Closed Bjarke42 closed 8 months ago
The new volume should also be used in the other environments development
and development_gpd
looks good to me!
The read_only: true
could even be removed I guess
Thanks for the contribution.
I wonder if it would make sense to integrate a generic overrides
method here in docker-migrid
and to all use that ... @Bjarke42 ?
I'm asking because we currently use slightly modified docker-compose-X.yml
files linked from the docker-migrid-ucphhpc
repo for our own minor adjustments for our sites e.g. to allow podman use, and already had vgrid volume adjustments overlapping with this PR there.
Thanks for the contribution. I wonder if it would make sense to integrate a generic
overrides
method here indocker-migrid
and to all use that ... @Bjarke42 ? I'm asking because we currently use slightly modifieddocker-compose-X.yml
files linked from thedocker-migrid-ucphhpc
repo for our own minor adjustments for our sites e.g. to allow podman use, and already had vgrid volume adjustments overlapping with this PR there.
this is the docker-compose.override vi currently use: docker-compose.override.au.yml.j2 Its a nice way of not having too many instances of the same thing, but just as you are talking about having one docker-compose. But i do not know your requirements, so if you only change stuff in the already existing parameters, then you could benefint from it alot
For the record, this PR broke the Test CI as you can see here: https://github.com/ucphhpc/docker-migrid/actions/runs/8345752910/job/22841385858?pr=45#step:6:35
I cannot see though why it was not run for this PR. I open a Issue for that.
I can confirm that using the docker-compose_production.yml
from the merged revision 9e5d09dfd67749f6470386f615341bad647901be breaks docker-compose up
on my dev erda instance with the same error as the CI builder reported in the link @benibr posted above:
Creating migrid ... error
ERROR: for migrid Cannot create container for service migrid: failed to mount local volume: mount ./state/vgrid_files_writable:/var/lib/docker/volumes/docker-migrid-erda_vgrid_files_readonly/_data, flags: 0x1000, data: ro: no such file or directory
...
It runs fine using the previous reversion b79a88238ab52d1212487e1a86a4bb134968cf7f of that same compose file.

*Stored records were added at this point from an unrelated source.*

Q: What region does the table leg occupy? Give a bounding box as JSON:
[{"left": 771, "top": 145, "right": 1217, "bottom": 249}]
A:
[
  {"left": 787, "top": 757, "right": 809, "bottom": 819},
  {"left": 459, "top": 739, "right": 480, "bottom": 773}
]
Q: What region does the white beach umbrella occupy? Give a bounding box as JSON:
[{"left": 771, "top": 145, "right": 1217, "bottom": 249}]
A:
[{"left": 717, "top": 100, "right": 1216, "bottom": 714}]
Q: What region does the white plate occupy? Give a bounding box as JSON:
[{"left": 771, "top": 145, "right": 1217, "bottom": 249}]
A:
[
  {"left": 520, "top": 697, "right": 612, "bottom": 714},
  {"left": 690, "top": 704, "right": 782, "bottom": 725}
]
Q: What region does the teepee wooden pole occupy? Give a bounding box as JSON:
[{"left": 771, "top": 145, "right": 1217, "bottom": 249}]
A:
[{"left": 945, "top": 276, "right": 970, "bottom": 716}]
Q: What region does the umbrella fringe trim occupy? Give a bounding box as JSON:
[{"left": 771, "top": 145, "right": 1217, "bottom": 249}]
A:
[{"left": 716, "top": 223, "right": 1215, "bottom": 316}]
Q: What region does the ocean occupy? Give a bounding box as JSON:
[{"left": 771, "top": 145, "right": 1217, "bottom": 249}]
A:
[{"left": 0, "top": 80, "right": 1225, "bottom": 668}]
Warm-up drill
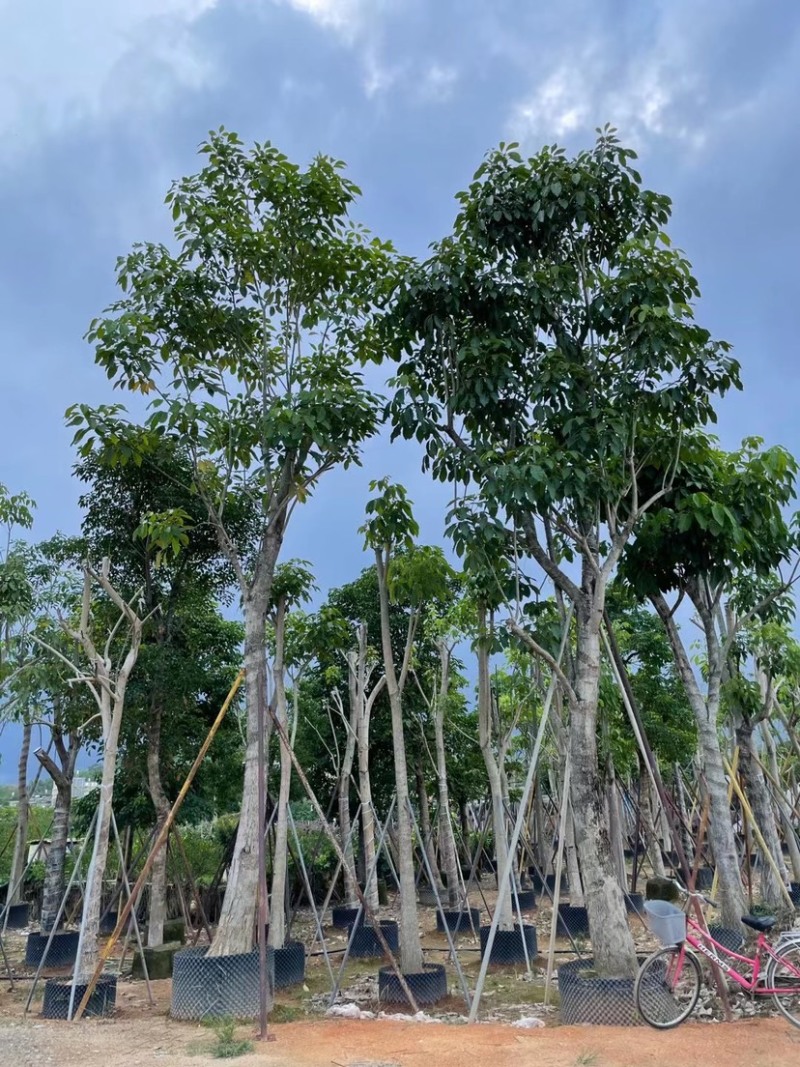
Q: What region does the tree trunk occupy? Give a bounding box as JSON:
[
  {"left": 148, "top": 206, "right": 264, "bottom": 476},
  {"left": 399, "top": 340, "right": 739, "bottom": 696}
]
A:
[
  {"left": 736, "top": 721, "right": 789, "bottom": 914},
  {"left": 7, "top": 722, "right": 33, "bottom": 904},
  {"left": 375, "top": 552, "right": 423, "bottom": 974},
  {"left": 477, "top": 609, "right": 514, "bottom": 930},
  {"left": 762, "top": 719, "right": 800, "bottom": 881},
  {"left": 433, "top": 642, "right": 461, "bottom": 908},
  {"left": 653, "top": 595, "right": 746, "bottom": 929},
  {"left": 637, "top": 769, "right": 667, "bottom": 878},
  {"left": 414, "top": 752, "right": 442, "bottom": 890},
  {"left": 570, "top": 597, "right": 637, "bottom": 977},
  {"left": 338, "top": 676, "right": 358, "bottom": 908},
  {"left": 208, "top": 590, "right": 268, "bottom": 956},
  {"left": 147, "top": 696, "right": 170, "bottom": 949},
  {"left": 75, "top": 708, "right": 122, "bottom": 983}
]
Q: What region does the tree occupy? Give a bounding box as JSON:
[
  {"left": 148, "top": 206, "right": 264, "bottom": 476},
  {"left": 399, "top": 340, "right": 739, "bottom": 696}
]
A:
[
  {"left": 623, "top": 433, "right": 797, "bottom": 927},
  {"left": 387, "top": 128, "right": 738, "bottom": 975},
  {"left": 69, "top": 130, "right": 393, "bottom": 955}
]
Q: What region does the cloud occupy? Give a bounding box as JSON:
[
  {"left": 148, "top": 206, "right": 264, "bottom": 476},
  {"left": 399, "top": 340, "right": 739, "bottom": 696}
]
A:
[{"left": 0, "top": 0, "right": 219, "bottom": 150}]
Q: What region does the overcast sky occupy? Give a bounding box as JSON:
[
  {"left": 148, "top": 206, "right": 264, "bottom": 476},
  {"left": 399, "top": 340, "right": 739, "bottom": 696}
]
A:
[{"left": 0, "top": 0, "right": 800, "bottom": 780}]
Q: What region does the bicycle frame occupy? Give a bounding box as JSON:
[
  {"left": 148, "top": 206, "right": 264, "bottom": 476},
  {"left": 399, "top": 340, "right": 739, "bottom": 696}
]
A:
[{"left": 673, "top": 915, "right": 800, "bottom": 997}]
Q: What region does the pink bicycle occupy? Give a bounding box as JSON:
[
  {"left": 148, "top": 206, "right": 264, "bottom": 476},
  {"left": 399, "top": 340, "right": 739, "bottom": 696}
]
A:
[{"left": 634, "top": 883, "right": 800, "bottom": 1030}]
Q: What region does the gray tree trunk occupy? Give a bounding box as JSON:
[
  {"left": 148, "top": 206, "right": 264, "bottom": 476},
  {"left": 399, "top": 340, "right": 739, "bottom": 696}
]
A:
[
  {"left": 477, "top": 609, "right": 514, "bottom": 930},
  {"left": 653, "top": 594, "right": 746, "bottom": 929},
  {"left": 7, "top": 721, "right": 33, "bottom": 904},
  {"left": 570, "top": 597, "right": 637, "bottom": 977},
  {"left": 375, "top": 552, "right": 425, "bottom": 974}
]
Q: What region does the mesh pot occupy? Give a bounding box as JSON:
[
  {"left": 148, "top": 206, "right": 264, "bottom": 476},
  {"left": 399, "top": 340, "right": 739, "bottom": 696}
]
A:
[
  {"left": 42, "top": 974, "right": 116, "bottom": 1019},
  {"left": 25, "top": 930, "right": 80, "bottom": 967},
  {"left": 0, "top": 904, "right": 30, "bottom": 930},
  {"left": 436, "top": 908, "right": 481, "bottom": 934},
  {"left": 350, "top": 919, "right": 400, "bottom": 959},
  {"left": 481, "top": 923, "right": 539, "bottom": 966},
  {"left": 170, "top": 945, "right": 275, "bottom": 1020},
  {"left": 558, "top": 904, "right": 589, "bottom": 937},
  {"left": 331, "top": 907, "right": 364, "bottom": 930},
  {"left": 378, "top": 964, "right": 447, "bottom": 1006},
  {"left": 558, "top": 959, "right": 639, "bottom": 1026},
  {"left": 274, "top": 941, "right": 305, "bottom": 989}
]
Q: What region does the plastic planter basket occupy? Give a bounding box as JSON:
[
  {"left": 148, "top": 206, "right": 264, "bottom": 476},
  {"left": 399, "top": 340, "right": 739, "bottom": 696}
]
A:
[
  {"left": 378, "top": 964, "right": 447, "bottom": 1007},
  {"left": 274, "top": 941, "right": 305, "bottom": 989},
  {"left": 0, "top": 904, "right": 30, "bottom": 930},
  {"left": 42, "top": 974, "right": 116, "bottom": 1019},
  {"left": 170, "top": 945, "right": 275, "bottom": 1020},
  {"left": 25, "top": 930, "right": 80, "bottom": 967},
  {"left": 331, "top": 907, "right": 364, "bottom": 930},
  {"left": 350, "top": 919, "right": 400, "bottom": 959},
  {"left": 481, "top": 923, "right": 539, "bottom": 967},
  {"left": 644, "top": 901, "right": 686, "bottom": 944},
  {"left": 558, "top": 904, "right": 589, "bottom": 937},
  {"left": 436, "top": 908, "right": 481, "bottom": 934},
  {"left": 558, "top": 959, "right": 639, "bottom": 1026}
]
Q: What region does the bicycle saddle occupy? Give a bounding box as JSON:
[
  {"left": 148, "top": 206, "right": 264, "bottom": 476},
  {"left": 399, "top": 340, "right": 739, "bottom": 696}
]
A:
[{"left": 741, "top": 915, "right": 778, "bottom": 934}]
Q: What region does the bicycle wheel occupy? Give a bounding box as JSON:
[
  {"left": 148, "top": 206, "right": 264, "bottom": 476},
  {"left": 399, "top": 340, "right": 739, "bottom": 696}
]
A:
[
  {"left": 767, "top": 944, "right": 800, "bottom": 1026},
  {"left": 634, "top": 945, "right": 703, "bottom": 1030}
]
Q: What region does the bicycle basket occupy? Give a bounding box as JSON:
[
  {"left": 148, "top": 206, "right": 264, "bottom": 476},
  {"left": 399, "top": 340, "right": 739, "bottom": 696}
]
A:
[{"left": 644, "top": 901, "right": 686, "bottom": 944}]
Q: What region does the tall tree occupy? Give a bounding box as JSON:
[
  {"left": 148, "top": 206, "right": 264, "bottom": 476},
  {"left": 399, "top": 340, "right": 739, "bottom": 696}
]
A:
[
  {"left": 70, "top": 130, "right": 393, "bottom": 955},
  {"left": 388, "top": 128, "right": 738, "bottom": 975}
]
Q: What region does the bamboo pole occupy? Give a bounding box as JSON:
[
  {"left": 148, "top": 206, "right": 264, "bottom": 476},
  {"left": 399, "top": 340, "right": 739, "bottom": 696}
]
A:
[{"left": 73, "top": 668, "right": 244, "bottom": 1022}]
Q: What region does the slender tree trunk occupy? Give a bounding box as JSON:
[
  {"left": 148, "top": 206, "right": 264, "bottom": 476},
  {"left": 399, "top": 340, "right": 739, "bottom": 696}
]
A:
[
  {"left": 268, "top": 601, "right": 292, "bottom": 949},
  {"left": 570, "top": 597, "right": 637, "bottom": 977},
  {"left": 375, "top": 552, "right": 425, "bottom": 974},
  {"left": 637, "top": 769, "right": 667, "bottom": 878},
  {"left": 433, "top": 642, "right": 460, "bottom": 908},
  {"left": 736, "top": 721, "right": 789, "bottom": 913},
  {"left": 338, "top": 685, "right": 358, "bottom": 907},
  {"left": 9, "top": 722, "right": 33, "bottom": 904},
  {"left": 762, "top": 719, "right": 800, "bottom": 881},
  {"left": 653, "top": 595, "right": 746, "bottom": 929},
  {"left": 147, "top": 695, "right": 170, "bottom": 949},
  {"left": 208, "top": 589, "right": 269, "bottom": 956},
  {"left": 478, "top": 608, "right": 514, "bottom": 930}
]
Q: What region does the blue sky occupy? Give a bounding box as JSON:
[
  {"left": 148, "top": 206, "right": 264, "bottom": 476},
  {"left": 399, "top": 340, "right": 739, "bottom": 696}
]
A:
[{"left": 0, "top": 0, "right": 800, "bottom": 780}]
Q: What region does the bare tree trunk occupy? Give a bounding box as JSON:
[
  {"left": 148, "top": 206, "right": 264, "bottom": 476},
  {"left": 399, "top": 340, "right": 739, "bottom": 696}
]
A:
[
  {"left": 7, "top": 721, "right": 33, "bottom": 904},
  {"left": 637, "top": 770, "right": 667, "bottom": 878},
  {"left": 147, "top": 695, "right": 170, "bottom": 949},
  {"left": 433, "top": 641, "right": 460, "bottom": 908},
  {"left": 762, "top": 719, "right": 800, "bottom": 881},
  {"left": 736, "top": 721, "right": 789, "bottom": 913},
  {"left": 570, "top": 597, "right": 637, "bottom": 977},
  {"left": 477, "top": 608, "right": 514, "bottom": 930},
  {"left": 208, "top": 593, "right": 267, "bottom": 956},
  {"left": 375, "top": 551, "right": 425, "bottom": 974},
  {"left": 653, "top": 594, "right": 746, "bottom": 929}
]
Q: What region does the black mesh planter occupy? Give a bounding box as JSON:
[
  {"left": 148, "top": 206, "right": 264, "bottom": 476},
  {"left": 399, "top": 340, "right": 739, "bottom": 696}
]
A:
[
  {"left": 378, "top": 964, "right": 447, "bottom": 1006},
  {"left": 625, "top": 893, "right": 644, "bottom": 915},
  {"left": 436, "top": 908, "right": 481, "bottom": 934},
  {"left": 42, "top": 974, "right": 116, "bottom": 1019},
  {"left": 481, "top": 923, "right": 539, "bottom": 966},
  {"left": 0, "top": 904, "right": 31, "bottom": 930},
  {"left": 558, "top": 959, "right": 639, "bottom": 1026},
  {"left": 558, "top": 904, "right": 589, "bottom": 937},
  {"left": 694, "top": 867, "right": 714, "bottom": 889},
  {"left": 708, "top": 926, "right": 745, "bottom": 952},
  {"left": 25, "top": 930, "right": 80, "bottom": 967},
  {"left": 170, "top": 945, "right": 275, "bottom": 1021},
  {"left": 350, "top": 919, "right": 400, "bottom": 959},
  {"left": 274, "top": 941, "right": 305, "bottom": 989},
  {"left": 331, "top": 907, "right": 364, "bottom": 930}
]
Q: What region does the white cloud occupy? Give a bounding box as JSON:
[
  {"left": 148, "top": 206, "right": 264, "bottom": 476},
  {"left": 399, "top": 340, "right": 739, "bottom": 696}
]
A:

The initial crash could be removed by removing the space in the volume mount options and switching to the new docker compose
as the default compose command rather than the old docker-compose
.
Even then we kept hitting random mount errors e.g. in the Github Actions CI job for such nested volume remounts. This looks like a potential race in docker itself as @benibr reported upstream in https://github.com/docker/compose/issues/11663
Still, AFAICT there is no point at all in having this vgrid_files_readonly
bind mount as a full-blown docker top-level volume as we just need a live read-only copy of the vgrid_files_writable
dir. The same applies for the mig_system_run
shared cache space referenced in issue #40. I understood from PR 43 that it was changed into top-level volumes for easing docker-compose overrides at AU, which sounds valid enough. So I've reworked them into plain bind mounts but tried to provide similar flexibility with env variables to allow overriding the actual source path and using the long format to hopefully ease any remaining templating needs.
The result is now available in the docker-compose_production_bind.yml
file and I'd like your feedback @Bjarke42 and Anders. Will that or can that be made to work with your site setup?
It finally brings consistency back in the build everywhere else so I'd really like to have it replace docker-compose_production.yml
.
@jonasbardino can you please add a PR for this so that we can see the diff and have a discussion there?
Please do not commit testing configs to the master branch. We have so many unused config files in Migrid and it just makes things confusing. Also it's very complicated to make a test deployment when you have to change a file somewhere in the middle of it. Use git branches plz :-)
@jonasbardino yes, please continue this in a new PR. Its alot easier for us to see the diff and then relate to what you changed.
You're probably right that it would have been better to either make this as a branch in the first place or to initiate a full revert of this PR with a follow-up retry if needed. Either would introduce breakage or extra work somewhere. As you know it developed in several steps during that bug hunt, because Github Actions are tricky to simulate/debug and I was hoping we could quickly resolve the matter and just replace the existing production conf. In hindsight that was maybe too optimistic, since we all have other urgent matters to tend to.
Anyway, I've made a PR #55 to do what I intend to do. Namely, replace the current docker-compose_production.yml
with the proposed new docker-compose_production_bind.yml
. Please have a look and perhaps review to confirm or raise any remaining issues with it.
I hope it makes it easier, although I'm not really sure it is less pain to test from a branch instead... I'll let you decide on that :-)
The way the vgrid_files_readonly was implemented does not honor the way we use docker-compose.override in ansibl-docker-migrid, so now i have changed it so i can override the mountpoint correctly.